Nach wochenlangen Verhandlungen haben sich Schwarz-Rot im Koalitionsvertrag auf Eckpunkte einer neuen Migrationspolitik verständigt. Dazu gehört die Zurückweisung von Asylbewerbern an den Grenzen, die allerdings in Abstimmung mit den europäischen Nachbarstaaten erfolgen soll, ebenso wie der Fortbestand von Binnengrenzkontrollen. Der Familiennachzug soll weiter eingeschränkt werden. Das neue Staatsangehörigkeitsrecht ebenso wie das Fachkräfteeinwanderungsgesetz sollen allerdings in unveränderter Form bestehen bleiben. Darüber hinaus sind sich die Koalitionsparteien darüber einig, dass ausländische Staatsangehörige, die wegen schwerer Straftaten zu Freiheitsstrafen verurteilt wurden, grundsätzlich ausgewiesen werden sollen.

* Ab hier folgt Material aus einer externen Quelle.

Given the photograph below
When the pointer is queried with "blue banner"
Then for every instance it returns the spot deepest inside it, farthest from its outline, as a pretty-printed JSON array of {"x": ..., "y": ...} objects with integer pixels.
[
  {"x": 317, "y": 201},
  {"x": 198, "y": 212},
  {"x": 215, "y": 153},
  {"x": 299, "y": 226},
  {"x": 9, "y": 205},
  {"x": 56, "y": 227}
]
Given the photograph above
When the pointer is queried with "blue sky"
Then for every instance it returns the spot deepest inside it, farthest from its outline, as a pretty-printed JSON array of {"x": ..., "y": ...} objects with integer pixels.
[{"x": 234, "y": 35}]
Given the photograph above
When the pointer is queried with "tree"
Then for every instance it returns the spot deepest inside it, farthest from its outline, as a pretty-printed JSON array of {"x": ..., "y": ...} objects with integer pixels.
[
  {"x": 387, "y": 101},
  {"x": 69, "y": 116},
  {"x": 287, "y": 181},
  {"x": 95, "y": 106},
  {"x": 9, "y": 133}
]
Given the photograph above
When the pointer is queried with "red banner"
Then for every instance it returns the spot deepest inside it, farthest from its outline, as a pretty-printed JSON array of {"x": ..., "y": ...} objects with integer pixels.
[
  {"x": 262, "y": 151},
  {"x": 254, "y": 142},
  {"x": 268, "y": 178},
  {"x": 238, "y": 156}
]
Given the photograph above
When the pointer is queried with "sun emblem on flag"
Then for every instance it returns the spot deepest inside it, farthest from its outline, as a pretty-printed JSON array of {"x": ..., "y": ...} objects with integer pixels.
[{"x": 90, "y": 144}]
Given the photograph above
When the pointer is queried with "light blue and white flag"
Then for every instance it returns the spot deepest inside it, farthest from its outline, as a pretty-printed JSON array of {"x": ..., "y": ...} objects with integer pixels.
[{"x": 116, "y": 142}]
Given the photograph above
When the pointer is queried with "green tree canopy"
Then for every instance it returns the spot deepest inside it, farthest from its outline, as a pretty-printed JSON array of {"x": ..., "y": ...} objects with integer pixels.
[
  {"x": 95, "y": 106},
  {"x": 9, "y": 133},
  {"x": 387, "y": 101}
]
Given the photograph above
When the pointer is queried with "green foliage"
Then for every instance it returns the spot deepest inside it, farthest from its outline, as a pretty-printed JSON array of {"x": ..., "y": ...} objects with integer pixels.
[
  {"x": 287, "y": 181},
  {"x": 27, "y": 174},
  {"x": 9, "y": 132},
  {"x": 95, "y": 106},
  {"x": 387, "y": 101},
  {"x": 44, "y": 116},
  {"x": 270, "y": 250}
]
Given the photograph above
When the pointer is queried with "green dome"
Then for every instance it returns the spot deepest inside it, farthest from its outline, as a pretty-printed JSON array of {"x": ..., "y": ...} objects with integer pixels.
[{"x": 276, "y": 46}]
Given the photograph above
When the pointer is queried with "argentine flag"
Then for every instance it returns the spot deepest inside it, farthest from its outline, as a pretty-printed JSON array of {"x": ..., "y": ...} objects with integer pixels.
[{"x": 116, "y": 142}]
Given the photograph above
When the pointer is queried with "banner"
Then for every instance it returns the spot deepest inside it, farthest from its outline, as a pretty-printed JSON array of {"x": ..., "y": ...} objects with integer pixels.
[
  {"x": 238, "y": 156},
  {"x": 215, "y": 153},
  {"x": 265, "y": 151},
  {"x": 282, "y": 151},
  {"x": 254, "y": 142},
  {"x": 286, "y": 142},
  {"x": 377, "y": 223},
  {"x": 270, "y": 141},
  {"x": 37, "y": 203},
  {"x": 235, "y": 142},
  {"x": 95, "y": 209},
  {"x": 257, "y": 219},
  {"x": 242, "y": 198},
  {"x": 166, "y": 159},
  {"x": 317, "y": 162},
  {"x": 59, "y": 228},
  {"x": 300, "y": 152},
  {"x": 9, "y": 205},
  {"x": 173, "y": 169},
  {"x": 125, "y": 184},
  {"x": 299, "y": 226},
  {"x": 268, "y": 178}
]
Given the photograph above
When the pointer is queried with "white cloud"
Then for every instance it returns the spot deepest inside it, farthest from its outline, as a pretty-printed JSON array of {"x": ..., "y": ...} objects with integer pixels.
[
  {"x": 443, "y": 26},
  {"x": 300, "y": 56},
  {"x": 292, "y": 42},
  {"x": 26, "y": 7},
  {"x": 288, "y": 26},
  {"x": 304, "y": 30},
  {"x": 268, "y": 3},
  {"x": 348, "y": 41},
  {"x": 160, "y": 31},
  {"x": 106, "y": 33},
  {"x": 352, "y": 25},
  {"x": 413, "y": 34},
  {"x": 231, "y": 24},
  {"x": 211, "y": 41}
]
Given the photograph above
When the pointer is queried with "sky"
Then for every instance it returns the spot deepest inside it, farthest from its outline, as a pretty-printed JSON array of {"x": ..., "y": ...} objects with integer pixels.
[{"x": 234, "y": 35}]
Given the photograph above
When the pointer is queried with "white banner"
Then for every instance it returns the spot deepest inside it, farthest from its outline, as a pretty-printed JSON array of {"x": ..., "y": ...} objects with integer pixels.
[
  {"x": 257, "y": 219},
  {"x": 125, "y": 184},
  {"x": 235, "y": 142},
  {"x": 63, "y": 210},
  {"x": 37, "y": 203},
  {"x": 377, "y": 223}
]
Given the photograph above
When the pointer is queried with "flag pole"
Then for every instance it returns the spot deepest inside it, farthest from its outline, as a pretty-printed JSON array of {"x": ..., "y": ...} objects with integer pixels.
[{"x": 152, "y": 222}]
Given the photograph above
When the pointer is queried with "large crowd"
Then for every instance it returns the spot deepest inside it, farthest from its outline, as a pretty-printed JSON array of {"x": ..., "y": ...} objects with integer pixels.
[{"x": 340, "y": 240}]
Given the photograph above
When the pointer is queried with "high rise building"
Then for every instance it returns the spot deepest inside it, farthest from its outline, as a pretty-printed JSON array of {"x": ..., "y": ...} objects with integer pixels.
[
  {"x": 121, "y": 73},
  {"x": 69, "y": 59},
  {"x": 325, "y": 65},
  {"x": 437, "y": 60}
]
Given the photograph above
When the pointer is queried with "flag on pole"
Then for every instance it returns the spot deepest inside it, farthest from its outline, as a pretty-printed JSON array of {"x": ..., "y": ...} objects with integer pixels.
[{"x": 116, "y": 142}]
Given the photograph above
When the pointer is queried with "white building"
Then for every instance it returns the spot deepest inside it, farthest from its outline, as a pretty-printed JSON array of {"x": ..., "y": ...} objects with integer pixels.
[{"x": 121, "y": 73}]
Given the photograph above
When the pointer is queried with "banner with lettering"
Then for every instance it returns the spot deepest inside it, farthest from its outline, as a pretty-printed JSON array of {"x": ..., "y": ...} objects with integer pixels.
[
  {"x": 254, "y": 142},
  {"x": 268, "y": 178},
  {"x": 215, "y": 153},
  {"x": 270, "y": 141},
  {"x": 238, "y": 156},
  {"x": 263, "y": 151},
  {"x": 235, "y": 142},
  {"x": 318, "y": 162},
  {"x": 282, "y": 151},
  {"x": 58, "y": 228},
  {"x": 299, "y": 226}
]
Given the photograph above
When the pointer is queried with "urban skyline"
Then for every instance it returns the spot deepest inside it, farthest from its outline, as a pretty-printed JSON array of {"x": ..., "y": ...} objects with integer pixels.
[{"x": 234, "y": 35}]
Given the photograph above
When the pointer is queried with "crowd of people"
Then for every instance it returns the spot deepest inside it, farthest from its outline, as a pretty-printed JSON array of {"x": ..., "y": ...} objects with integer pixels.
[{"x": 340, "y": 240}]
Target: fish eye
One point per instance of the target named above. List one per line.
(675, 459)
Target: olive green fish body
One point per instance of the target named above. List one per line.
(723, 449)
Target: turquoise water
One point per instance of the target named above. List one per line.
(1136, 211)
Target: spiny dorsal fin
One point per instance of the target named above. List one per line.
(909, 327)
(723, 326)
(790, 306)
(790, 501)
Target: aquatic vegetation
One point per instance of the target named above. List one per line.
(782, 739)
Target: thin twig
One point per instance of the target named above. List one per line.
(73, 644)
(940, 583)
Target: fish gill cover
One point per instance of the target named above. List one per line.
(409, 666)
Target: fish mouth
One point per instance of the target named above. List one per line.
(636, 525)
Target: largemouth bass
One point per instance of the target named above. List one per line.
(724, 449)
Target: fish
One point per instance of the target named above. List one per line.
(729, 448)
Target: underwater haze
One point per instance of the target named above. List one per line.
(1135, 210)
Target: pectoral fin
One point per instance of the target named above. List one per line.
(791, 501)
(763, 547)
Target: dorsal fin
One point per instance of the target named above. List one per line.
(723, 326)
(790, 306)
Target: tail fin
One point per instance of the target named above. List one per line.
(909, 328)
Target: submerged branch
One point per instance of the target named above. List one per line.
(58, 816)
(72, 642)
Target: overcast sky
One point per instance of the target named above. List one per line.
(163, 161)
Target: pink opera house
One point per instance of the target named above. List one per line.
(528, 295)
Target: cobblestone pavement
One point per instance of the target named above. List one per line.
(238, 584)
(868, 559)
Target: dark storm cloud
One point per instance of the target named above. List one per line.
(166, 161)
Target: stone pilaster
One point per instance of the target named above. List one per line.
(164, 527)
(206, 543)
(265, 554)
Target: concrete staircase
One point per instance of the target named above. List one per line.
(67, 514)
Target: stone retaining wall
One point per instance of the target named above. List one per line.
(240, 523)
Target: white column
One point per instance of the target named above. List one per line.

Als interdisziplinäre Kanzlei mit internationaler Ausrichtung bietet Schlun & Elseven fachkundige Rechtsberatung und Vertretung in allen Angelegenheiten des Staatsangehörigkeitsrechts, Aufenthaltsrechts und Strafrechts an. Unsere Anwälte sorgen dafür, dass unsere Mandanten stets im Bilde über die aktuelle Rechtslage sind und bei Bedarf fachkundigen Rechtsbeistand erhalten.

Fortbestand des neuen Staatsangehörigkeitsrechts | Einbürgerung | Doppelte Staatsbürgerschaft

Mit dem neuen Koalitionsvertrag beschließt Schwarz-Rot, an dem neuen Staatsangehörigkeitsrecht in größtenteils unveränderter Form festzuhalten. Die zuvor eingeführte Möglichkeit, sich nach drei Jahren bei herausragender Integration (z. B. durch gute Sprachkenntnisse, berufliche Leistungen oder ehrenamtliches Engagement) einzubürgern, soll allerdings wieder abgeschafft werden. Diese Regelung galt als „Turbo-Einbürgerung“ und stieß insbesondere in der Union auf Kritik.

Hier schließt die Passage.